At any one time, sediment of different types is being deposited in different places. Sand is deposited on the beach, silt is deposited offshore, clay is deposited in deeper water, and carbonate sediment is deposited far from shore (or where there is little or no input of terrigenous sediment). Sedimentary environments (and facies) move as sea level changes, or as a basin fills with sediment.
A sea level rise is called a transgression. A transgression will produce a vertical sequence of facies representing progressively deeper water environments (a deepening-upward sequence). As a result, a transgressive sequence will have finer-grained facies overlying coarser-grained facies (fining-upward from sand at the bottom, and then to silt, and then to shale). Transgressions can be caused by melting of polar ice caps, displacement of ocean water by undersea volcanism, or by localized sinking or subsidence of the land in coastal areas.
A sea level drop is called a regression. A regression will produce a sequence of facies representing progressively shallower water environments (shallowing-upward sequence). As a result, a regressive sequence will have coarser-grained facies overlying finer-grained facies (coarsening-upward). Regression can be caused by a buildup of ice in the polar ice caps, or localized uplift of the land in coastal areas.

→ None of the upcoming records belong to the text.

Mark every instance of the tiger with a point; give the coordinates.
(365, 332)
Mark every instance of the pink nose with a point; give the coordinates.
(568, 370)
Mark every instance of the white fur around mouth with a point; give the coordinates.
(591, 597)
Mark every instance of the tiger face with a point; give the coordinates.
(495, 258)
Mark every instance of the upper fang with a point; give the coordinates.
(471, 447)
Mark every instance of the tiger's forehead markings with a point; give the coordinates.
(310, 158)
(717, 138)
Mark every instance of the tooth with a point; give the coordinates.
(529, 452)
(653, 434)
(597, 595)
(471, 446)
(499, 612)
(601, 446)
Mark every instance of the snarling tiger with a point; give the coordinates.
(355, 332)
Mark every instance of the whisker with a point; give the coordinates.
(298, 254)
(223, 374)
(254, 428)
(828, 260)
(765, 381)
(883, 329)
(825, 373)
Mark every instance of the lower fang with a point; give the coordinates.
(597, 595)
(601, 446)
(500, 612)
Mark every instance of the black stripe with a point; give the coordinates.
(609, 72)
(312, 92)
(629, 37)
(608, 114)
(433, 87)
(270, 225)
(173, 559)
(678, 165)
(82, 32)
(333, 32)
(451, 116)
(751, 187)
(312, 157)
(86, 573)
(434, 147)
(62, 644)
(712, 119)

Facies can also provide information on changes in sea level over time. For example, as the shoreline retreats toward the land due to a rise in sea level, the marine offshore facies move toward the nearshore facies. This particular shift in facies is known as transgression, and may be evidence of events such as subsidence or flooding. When the stratigraphic record shows evidence of a shoreline moving away from the land, it is called regression. Regression occurs when there is excess sediment supply from the land which causes the shoreline to move seaward. Regression is often associated with times of tectonic uplift.